Designing for near-field earthquakes, using the NSCP 2001

If you are familiar with the NSCP 2001 earthquake loading provisions (ELPs), you know it is based on UBC 1997.  Some people think it is "copied" from UBC 1997, but copied "poorly."  It is not copied!  It is based on UBC 1997 but it had to be suited to "local" conditions.

Anyway some of the features of the NSCP 2001 ELPs that are in contrast with similar ones in the UBC 1997 are as follows:
  1. Near-source factors for distances less than 5 km are the same as that for a 5 km distance.  In the UBC 1997, 2 to 5 km distance would have higher near-source factors than for a 5 km distance; near-source factors for distances less than 2 km are the same as that for a 2 km distance.
  2. The definitions for seismic source types are based only on maximum magnitude.  In the UBC 1997, there are alternate criteria based on slip rate.
The two features above are intended to be used together, as the NSCP 2001 has been intended to be used as THE governing earthquake design code here in the Philippines.  Therefore, legally if you are designing here in the Philippines, you should use the NSCP 2001.

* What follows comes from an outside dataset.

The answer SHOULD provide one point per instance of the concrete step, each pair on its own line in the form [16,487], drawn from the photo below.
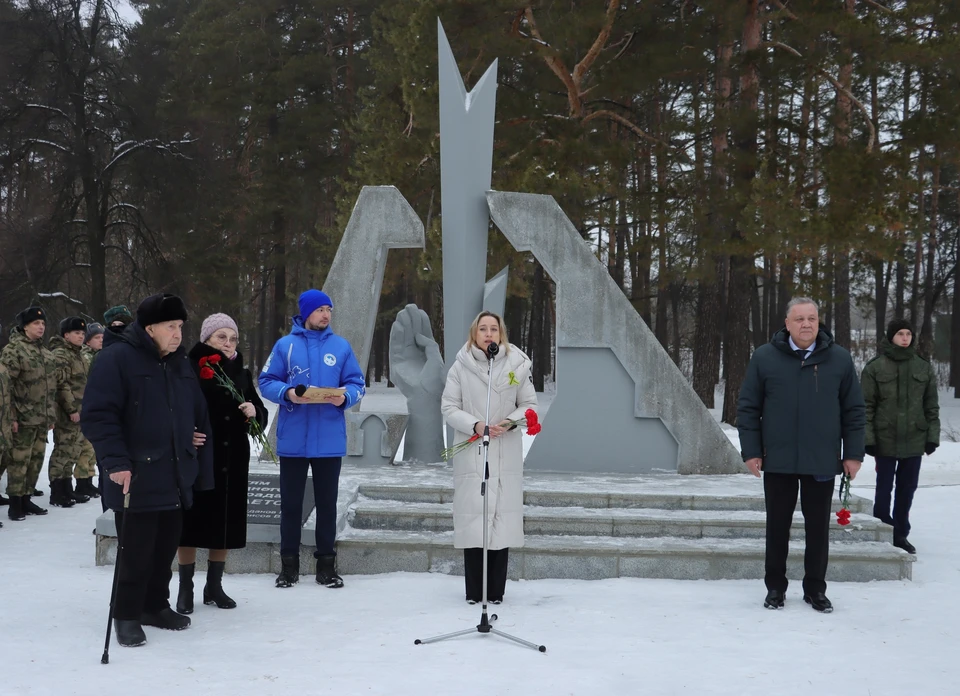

For one example building that is only 1 km away from the Valley Fault System (VFS) which is listed as Seismic Source Type A according to the NSCP 2001, the 1st mode spectral acceleration would be around 0.75g if using the NSCP 2001, the same as when the distance-to-source is 5 km.  If we used the UBC 1997, that is considering less than 2 km distance, but also considering the slip rate of the VFS listed in some literature as corresponding to Seismic Source Type B, the 1st mode spectral acceleration would also be around 0.75g.

This means that in this case wherein we have a site very near a "controversial" seismic source that is legally Type A, whereas some references suggest it is Type B, using the NSCP 2001 or the UBC 1997 should yield equivalent results.

The problem is, some structural designers trying to be "smart" and trying to suck up to their clients by "saving them money," would use the NSCP 2001 provision for near-source factors (i.e. in the case above, near-source factors equivalent to a 5 km distance) but the UBC 1997 for seismic source type definitions (i.e. in the case above, the VFS is classified as Type B).  The result is a 1st mode spectral acceleration of only around 0.56g.  This is a 25% reduction in the design seismic forces, and probably a total of around 10% to 15% reduction in structural construction costs.

Legally this should be a problem!  The designer does not fully comply with NSCP 2001 provisions!  But clients love this because a 10% savings in a $100 million project is $10 million - enough to build at least 500 low-income homes.

Clients do not know it, but they are actually owners of sub-standard buildings, at least legally.  The question is, are these buildings really sub-standard?

To answer that question, a seismic hazard analysis needs to be carried out.  Actually, a performance-based seismic structural evaluation could be carried out to further ascertain the actual building performance when the design earthquake event occurs.  The seismic hazard analysis is part of the performance-based evaluation.

Alternatively, the IBC could be used as design basis.  The IBC uses spectral acceleration maps which are based on a deterministic seismic hazard analysis.  Unfortunately there are none such maps yet available for the Philippines, although a number of consultants have carried out such seismic hazard analysis for specific project sites.

There are other near-field earthquake effects that need to be accounted for, namely directivity effects, vertical accelerations, surface fault ruptures, effects of weaker but more frequent earthquakes, and collapse prevention under the maximum credible earthquake.  A properly carried out performance-based evaluation would take these into consideration.

In the end, the question is, if a seismic hazard analysis is carried out, how will the 1st mode spectral acceleration (as a design comparison point) compare with the values listed above?  Is the building safe?  Has the designer really saved the client some money, or has he only delayed the cash outflow of the client (i.e. building repair/replacement costs in the future when the design earthquake occurs)?  Performance-based design could answer this question.  Or at least using the IBC ELPs.  For the specific case above, we previously came up with a 0.42g 1st mode spectral accelaration, and approximately 0.50g with directivity effects considered - less than the 0.56g assumed by the designer.  Other effects though are not yet included here.  Anyway, the designer may have been "correct for the wrong reasons."

I guess either way, it is still a win-win for the client, if saving money is a more important concern than structural safety.  Legally though, and professionally, the designer may have been lacking.

Nonetheless this again illustrates another justification why we should move from the UBC to the IBC as basis for updating the NSCP provisions.